Banhistas respeitam regras sobre chapéus-de-sol nas praias sem registo de contraordenações
A Autoridade Marítima Nacional (AMN) informou que, durante o último fim de semana, não se registaram quaisquer problemas ou contraordenações nas praias relativas à colocação de chapéus-de-sol, com os banhistas a respeitar as recomendações dos espaços autorizados.
O porta-voz da AMN afirmou que "o passado fim de semana decorreu dentro da normalidade" e que a Polícia Marítima (PM) realizou patrulhas regulares, tendo efetuado algumas ações de sensibilização para a utilização correta do espaço balnear, sem instaurar qualquer procedimento contraordenacional.
A AMN enalteceu "um comportamento geral de elevado civismo e adesão às recomendações emanadas pelas autoridades policiais". A atuação da Polícia Marítima é descrita como "proporcional e pedagógica", começando pela verificação da sinalética e localização dos chapéus-de-sol, seguida de advertência para sensibilizar os utentes e, em último caso, a aplicação de multas entre 55 e 550 euros caso haja incumprimento.
Desde o início da época oficial de praia, a 1 de junho, a Agência Portuguesa do Ambiente (APA) esclareceu que os banhistas podem colocar chapéus-de-sol em frente às concessões de praia, cuja área não pode exceder 30% da área útil da praia nem 50% da frente de praia.
José Pimenta Machado, presidente da APA, afirmou que "a única área que está onerada e que está concessionada é aquela que está delimitada por aquele retângulo e nada mais, isto que fique claro, todo o resto é de uso livre".
A APA reforçou que "em Portugal, as praias são espaços de utilização pública e de acesso livre" e que a ocupação por concessionários está sujeita a limites, condições e obrigações definidas nas licenças, consoante as características da praia e a gestão territorial.
As áreas não abrangidas por licença ou concessão mantêm-se disponíveis para uso público e podem ser livremente utilizadas para a colocação de chapéus-de-sol, para-ventos ou outros equipamentos balneares particulares.
Cabe aos concessionários utilizar as áreas licenciadas e garantir que os seus limites estão "devidamente identificados no local, de forma clara e visível para os utentes, através de sinalética adequada".

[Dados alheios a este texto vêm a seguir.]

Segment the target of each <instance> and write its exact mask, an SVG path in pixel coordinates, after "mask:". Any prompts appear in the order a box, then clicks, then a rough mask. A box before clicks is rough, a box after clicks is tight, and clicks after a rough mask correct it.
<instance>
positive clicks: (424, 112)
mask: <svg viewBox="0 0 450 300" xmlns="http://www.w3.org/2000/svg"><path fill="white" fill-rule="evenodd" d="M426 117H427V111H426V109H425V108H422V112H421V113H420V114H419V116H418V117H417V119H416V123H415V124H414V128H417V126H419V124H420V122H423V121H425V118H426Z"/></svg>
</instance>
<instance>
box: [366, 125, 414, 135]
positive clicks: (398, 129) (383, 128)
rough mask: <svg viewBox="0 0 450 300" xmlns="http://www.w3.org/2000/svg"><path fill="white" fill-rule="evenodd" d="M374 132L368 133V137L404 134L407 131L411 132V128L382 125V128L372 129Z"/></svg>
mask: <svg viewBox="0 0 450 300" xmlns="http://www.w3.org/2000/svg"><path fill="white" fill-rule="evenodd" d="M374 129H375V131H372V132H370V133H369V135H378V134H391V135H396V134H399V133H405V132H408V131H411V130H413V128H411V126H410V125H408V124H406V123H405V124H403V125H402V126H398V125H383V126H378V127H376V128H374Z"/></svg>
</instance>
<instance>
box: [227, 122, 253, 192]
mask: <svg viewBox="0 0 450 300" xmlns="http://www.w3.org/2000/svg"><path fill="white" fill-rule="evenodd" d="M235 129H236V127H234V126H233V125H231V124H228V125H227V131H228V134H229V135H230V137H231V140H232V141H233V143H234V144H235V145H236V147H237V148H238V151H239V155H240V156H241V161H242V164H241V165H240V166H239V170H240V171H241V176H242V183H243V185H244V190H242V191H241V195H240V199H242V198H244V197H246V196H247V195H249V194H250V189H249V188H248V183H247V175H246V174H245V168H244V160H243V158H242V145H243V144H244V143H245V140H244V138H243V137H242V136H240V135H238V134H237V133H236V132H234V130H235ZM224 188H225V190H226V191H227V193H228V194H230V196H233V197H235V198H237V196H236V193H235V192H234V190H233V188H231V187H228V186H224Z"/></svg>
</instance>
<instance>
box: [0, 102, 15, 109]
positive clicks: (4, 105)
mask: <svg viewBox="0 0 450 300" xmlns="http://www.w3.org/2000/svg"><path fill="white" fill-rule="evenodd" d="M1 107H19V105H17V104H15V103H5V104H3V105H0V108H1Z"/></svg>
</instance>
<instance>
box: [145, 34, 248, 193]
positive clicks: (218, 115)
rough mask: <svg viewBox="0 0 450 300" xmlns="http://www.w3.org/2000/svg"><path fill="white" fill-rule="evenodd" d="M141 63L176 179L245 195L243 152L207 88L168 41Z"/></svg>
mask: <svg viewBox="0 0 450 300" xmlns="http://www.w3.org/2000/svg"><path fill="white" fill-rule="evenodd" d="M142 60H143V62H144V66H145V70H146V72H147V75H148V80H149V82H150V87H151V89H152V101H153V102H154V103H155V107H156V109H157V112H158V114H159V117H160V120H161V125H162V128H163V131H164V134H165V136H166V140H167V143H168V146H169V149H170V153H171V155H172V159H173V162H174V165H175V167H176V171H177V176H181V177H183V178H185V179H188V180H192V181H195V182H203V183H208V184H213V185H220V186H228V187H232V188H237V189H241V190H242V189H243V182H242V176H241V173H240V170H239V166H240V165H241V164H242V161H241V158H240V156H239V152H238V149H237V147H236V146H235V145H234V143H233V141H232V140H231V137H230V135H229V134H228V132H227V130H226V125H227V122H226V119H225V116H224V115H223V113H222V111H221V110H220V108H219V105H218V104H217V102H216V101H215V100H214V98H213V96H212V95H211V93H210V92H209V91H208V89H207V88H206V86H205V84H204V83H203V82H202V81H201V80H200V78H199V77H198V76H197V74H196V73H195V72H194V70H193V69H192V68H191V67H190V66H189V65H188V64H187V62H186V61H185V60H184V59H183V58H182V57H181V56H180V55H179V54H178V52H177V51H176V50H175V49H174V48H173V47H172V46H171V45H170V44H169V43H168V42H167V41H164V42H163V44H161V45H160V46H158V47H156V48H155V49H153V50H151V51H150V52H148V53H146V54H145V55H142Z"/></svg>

A APA sublinhou o papel dos concessionários na prestação de apoios previstos nas licenças, incluindo a disponibilização e manutenção de equipamentos e serviços de apoio aos utentes, como instalações sanitárias, balneários e vigilância balnear assegurada por nadadores-salvadores.
Em 5 de junho, a ministra do Ambiente reiterou que o areal das praias é de acesso livre, exceto nas zonas concessionadas e nas faixas de segurança, salientando que cabe aos municípios definir essas áreas e divulgar os planos de praia.
A Federação Portuguesa de Concessionários de Praia (FPCP) garantiu que a legislação está a ser aplicada, mas alertou para dúvidas na aplicação das regras relativas à sinalização das zonas de chapéus-de-sol.
Na segunda-feira, a ministra do Ambiente anunciou que as praias do Algarve e Alentejo litoral terão mapas nas entradas que indicam as áreas de concessão, passagem, segurança e áreas livres, para clarificar a colocação de chapéus-de-sol.